Pope Leo XIV (born Robert Francis Prevost; September 14, 1955) is head of the Catholic Church and sovereign of the Vatican City State.
He was elected in the papal conclave as the successor to Pope Francis (May 8, 2025).
Born in Chicago, Illinois, Pope Leo XIV became a friar of the Order of Saint Augustine in 1977 and was ordained as a priest in 1982.
His service includes extensive missionary work in Peru in the 1980s and 1990s, where he served as a parish pastor, diocesan official, seminary teacher, and administrator.
Elected prior general of the Order of Saint Augustine from 2001 to 2013, he returned to Peru as Bishop of Chiclayo from 2015 to 2023.
In 2023, Pope Francis appointed him prefect of the Dicastery for Bishops and president of the Pontifical Commission for Latin America, and made him a cardinal the same year.
As a cardinal, he emphasized synodality, missionary dialogue, and engagement with social and technological challenges. He also engaged with issues such as climate change, global migration, church governance, and human rights, and expressed alignment with the reforms of the Second Vatican Council.

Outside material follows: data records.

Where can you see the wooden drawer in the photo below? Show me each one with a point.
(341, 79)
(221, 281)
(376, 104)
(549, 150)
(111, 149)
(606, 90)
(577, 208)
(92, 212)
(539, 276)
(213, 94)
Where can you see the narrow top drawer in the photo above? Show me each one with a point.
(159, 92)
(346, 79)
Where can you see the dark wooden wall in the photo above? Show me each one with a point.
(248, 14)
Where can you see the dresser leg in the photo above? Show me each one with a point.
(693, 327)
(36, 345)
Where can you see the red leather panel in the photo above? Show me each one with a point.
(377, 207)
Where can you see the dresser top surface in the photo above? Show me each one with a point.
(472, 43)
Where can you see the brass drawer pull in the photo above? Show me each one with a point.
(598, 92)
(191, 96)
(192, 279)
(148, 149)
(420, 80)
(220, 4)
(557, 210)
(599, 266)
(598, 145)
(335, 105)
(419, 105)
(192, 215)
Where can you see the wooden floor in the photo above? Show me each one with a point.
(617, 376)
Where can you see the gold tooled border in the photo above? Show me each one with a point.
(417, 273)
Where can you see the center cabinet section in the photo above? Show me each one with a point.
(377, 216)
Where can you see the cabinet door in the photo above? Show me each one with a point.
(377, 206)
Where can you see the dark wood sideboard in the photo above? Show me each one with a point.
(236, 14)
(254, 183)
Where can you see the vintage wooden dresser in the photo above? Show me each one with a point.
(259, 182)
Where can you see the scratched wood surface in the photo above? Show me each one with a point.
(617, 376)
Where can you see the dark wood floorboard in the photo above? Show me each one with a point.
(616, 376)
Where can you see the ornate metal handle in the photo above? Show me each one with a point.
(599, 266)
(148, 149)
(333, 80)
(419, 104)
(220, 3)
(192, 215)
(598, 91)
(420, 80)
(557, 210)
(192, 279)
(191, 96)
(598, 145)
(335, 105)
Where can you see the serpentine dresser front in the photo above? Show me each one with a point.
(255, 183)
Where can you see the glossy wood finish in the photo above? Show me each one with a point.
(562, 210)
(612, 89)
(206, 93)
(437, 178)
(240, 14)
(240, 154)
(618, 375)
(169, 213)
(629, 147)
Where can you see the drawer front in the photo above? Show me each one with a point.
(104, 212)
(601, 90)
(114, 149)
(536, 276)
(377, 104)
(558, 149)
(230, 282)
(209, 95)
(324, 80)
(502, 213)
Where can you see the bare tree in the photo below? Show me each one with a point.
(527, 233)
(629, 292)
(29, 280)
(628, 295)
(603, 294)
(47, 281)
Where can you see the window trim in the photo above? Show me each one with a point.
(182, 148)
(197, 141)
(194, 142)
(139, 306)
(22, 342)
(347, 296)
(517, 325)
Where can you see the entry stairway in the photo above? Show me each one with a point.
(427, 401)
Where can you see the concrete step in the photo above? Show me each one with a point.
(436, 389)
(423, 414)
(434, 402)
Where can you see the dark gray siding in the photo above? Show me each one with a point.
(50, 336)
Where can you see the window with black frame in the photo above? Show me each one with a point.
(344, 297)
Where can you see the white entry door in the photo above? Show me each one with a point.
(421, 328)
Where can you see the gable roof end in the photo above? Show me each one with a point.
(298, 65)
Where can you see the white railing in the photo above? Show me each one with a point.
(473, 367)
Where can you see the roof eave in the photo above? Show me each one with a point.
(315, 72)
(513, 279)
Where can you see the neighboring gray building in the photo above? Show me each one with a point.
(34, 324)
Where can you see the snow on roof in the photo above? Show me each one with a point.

A United States citizen by birth, Leo XIV is the first pope to have been born in North America, the first to hold Peruvian citizenship (having been naturalized in 2015), the second pope from the Americas (after his predecessor Francis), and the first from the Order of Saint Augustine. His papal name was inspired by Pope Leo XIII, who developed modern Catholic social teaching amid the Second Industrial Revolution.